Convert a weight / fraction in a string to a float / tuple.

>>> [splitweight(a) for a in ('0.5', '0x1.0000000000000p-1', '1/2')]
[0.5, 0.5, (1.0, 2.0)]
discodop.grammar.convertweight(weight)[source]

Convert a weight in a string to a float.

>>> [convertweight(a) for a in ('0.5', '0x1.0000000000000p-1', '1/2')]
[0.5, 0.5, 0.5]
discodop.grammar.stripweight(line)[source]

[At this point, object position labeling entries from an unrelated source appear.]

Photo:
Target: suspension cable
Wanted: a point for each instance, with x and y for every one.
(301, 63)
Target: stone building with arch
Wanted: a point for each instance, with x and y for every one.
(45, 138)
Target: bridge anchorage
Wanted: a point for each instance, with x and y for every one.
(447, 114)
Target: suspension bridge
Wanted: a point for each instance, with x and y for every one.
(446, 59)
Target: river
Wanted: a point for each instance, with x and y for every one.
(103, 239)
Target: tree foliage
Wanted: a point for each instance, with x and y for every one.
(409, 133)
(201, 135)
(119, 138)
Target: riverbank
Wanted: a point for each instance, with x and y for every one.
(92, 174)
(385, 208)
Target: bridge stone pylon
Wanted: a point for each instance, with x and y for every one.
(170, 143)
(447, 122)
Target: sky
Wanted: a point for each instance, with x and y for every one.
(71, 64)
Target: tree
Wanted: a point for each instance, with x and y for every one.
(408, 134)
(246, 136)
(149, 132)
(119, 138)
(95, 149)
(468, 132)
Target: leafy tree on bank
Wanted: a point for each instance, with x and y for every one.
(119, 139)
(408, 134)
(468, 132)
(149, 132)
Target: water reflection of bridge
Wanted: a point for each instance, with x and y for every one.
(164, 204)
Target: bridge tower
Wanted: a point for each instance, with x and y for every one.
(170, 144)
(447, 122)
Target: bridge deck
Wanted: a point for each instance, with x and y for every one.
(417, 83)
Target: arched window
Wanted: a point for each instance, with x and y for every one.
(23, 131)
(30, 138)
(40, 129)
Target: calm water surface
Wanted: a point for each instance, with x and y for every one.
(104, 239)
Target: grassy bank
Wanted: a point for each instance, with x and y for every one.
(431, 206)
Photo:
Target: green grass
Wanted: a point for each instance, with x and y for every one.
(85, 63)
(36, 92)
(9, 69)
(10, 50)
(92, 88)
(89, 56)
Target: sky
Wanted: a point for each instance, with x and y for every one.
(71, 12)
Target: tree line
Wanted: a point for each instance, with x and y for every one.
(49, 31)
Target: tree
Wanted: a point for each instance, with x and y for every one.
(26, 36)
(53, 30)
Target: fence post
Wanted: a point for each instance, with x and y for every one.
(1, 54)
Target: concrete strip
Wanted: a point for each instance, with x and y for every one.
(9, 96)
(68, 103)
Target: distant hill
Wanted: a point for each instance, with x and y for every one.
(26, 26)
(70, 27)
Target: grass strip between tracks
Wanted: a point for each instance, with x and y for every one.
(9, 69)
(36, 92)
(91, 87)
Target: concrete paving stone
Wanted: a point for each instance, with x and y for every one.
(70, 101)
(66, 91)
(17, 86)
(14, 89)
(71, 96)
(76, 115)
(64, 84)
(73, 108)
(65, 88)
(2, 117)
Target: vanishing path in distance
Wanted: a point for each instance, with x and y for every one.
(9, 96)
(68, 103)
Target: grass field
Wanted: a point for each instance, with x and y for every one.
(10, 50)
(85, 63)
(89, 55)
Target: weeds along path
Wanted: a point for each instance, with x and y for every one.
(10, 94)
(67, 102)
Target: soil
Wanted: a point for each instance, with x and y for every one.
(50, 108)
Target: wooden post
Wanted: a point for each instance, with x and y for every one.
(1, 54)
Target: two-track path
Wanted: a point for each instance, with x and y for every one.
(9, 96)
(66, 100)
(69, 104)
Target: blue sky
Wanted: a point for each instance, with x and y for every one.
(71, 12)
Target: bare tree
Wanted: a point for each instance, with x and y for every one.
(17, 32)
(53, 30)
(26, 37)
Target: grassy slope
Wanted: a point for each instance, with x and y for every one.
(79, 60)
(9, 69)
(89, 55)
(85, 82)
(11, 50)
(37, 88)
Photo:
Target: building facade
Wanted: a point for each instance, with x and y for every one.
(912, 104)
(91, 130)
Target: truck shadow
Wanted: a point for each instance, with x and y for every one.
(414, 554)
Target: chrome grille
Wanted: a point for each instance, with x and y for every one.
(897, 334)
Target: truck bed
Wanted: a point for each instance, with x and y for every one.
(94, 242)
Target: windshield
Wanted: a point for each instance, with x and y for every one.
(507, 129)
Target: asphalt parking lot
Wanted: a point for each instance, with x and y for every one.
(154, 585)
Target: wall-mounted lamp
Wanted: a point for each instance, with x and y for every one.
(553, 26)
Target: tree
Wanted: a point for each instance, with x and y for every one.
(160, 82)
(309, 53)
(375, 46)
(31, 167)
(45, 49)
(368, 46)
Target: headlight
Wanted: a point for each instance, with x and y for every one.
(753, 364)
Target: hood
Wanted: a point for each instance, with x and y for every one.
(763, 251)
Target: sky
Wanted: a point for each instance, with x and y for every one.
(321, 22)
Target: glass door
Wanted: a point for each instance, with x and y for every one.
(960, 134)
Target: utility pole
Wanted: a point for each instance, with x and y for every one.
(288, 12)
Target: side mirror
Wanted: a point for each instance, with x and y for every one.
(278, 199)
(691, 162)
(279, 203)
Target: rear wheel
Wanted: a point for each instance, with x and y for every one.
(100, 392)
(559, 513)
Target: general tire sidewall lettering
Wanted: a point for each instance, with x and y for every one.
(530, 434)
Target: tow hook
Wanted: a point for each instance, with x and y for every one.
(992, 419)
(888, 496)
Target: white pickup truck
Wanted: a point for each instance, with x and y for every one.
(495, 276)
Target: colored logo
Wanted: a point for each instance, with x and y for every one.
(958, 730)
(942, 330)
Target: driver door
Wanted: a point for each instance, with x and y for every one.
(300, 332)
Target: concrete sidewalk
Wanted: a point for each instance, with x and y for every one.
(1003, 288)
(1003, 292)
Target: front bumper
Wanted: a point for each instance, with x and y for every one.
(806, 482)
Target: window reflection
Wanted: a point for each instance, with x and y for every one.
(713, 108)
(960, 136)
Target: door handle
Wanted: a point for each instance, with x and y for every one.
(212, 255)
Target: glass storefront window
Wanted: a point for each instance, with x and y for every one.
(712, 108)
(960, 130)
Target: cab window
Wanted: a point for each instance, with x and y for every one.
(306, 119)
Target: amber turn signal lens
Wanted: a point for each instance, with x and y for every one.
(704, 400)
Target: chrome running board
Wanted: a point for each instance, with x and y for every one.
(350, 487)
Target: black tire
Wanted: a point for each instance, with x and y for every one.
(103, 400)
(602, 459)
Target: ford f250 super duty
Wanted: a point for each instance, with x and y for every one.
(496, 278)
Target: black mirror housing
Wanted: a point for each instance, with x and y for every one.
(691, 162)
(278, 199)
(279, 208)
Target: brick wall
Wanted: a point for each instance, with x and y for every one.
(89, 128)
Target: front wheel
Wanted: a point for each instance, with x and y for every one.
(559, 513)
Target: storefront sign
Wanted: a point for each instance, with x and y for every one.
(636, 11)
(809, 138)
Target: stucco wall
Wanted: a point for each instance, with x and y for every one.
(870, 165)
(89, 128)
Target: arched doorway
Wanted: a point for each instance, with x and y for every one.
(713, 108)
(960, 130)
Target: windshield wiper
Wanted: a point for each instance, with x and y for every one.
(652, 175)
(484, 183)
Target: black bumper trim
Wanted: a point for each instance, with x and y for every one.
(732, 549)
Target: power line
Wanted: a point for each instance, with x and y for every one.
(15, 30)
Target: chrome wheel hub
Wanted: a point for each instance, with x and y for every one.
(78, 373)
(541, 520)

Extract rule without weight.

discodop.grammar.sumrules(iterable, n)[source]

Given a sorted iterable of rules, sum weights of identical rules.

discodop.grammar.sumlex(iterable, n)[source]

Given a sorted lexicon iterable, sum weights of word/tag pairs.

discodop.grammar.sumfrags(iterable, n)[source]

Sum weights for runs of identical fragments.

discodop.grammar.merge(filenames, outfilename, sumfunc, key)[source]

Interpolate weights of given files.

discodop.grammar.addindices(frag)[source]

Convert fragment in bracket to discbracket format.